• We’re currently investigating an issue related to the forum theme and styling that is impacting page layout and visual formatting. The problem has been identified, and we are actively working on a resolution. There is no impact to user data or functionality, this is strictly a front-end display issue. We’ll post an update once the fix has been deployed. Thanks for your patience while we get this sorted.

Mounting speakers in a shop?

etherealfocus

Senior member
Got a couple Mission 762s on a generic receiver (tested, sounds great) I'm gonna be wall/ceiling mounting in a shop. My only concern is how to go about mounting it. I was thinking the speakers already had mount points on the back, but they don't.

Walls are brick, ceiling is exposed steel beams spaced every 4' or so and I believe 15' high. I don't have much experience drilling into brick but if that's the way to go I'm sure I could figure it out. I was thinking about mounting to the beams though, might be cleaner and I could aim the speakers down a bit so they're pointing toward the audience directly.

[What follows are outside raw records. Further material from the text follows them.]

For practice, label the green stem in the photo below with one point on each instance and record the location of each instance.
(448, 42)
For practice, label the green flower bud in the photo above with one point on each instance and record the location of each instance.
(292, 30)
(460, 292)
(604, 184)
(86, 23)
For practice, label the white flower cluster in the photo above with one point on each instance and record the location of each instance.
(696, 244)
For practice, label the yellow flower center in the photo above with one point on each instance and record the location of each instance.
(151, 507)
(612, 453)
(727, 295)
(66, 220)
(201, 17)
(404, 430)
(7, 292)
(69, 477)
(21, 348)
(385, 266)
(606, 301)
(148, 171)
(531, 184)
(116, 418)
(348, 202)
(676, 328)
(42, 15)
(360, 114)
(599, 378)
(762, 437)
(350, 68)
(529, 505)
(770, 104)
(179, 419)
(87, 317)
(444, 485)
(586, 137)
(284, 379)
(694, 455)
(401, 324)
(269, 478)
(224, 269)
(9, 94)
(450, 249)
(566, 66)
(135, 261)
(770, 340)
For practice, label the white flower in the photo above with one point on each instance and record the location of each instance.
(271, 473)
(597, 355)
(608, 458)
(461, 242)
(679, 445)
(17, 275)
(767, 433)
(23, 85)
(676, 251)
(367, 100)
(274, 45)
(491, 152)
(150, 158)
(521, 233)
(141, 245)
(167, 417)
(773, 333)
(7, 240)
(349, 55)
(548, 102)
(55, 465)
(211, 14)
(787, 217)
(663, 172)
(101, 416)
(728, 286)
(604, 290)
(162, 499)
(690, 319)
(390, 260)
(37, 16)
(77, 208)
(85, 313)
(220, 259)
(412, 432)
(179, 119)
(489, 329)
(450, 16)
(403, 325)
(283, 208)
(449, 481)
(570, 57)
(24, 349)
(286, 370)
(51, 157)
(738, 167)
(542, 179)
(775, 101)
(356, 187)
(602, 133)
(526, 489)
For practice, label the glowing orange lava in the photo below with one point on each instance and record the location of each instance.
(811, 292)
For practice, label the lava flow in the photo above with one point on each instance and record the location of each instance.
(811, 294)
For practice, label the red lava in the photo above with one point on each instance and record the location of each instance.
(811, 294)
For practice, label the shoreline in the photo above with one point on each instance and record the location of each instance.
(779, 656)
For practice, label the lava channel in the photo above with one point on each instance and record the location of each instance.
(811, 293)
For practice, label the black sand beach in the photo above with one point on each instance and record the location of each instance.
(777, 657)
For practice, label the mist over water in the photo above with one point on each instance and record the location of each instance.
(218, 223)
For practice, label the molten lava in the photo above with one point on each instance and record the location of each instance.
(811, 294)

A shelf mount or strap mount would spare the trouble and potential lack of longevity (risk of it coming loose) with drilling a mount kit into the back of the speakers - they're heavy, they've got some significant boom when the sub kicks in, and I'm not sure how tough the wood in back is.

What do you guys think?

Wall mount - have to drill into brick (the painted whitish brick, not the exposed red/brown stuff) but should be solid? Just drill in a shelf and if sound is lackluster rig up a way to angle the speakers downward 20 degrees or so.

Ceiling mount - I'm envisioning something like ratchet straps. Would look a bit ghetto and need some rigging to fit properly, but should be doable. And would be more mobile if we decide to move them.

Mount kit to wall - unsure if the strength:weight ratio on these speakers is up to the load. Same minor issue of drilling into brick being a bit new to me.
 
Last edited:
make a bracket encasing it with angle steel? then hang them from beams. ratchet strap will work, but you still need to protect the edges with angle steel.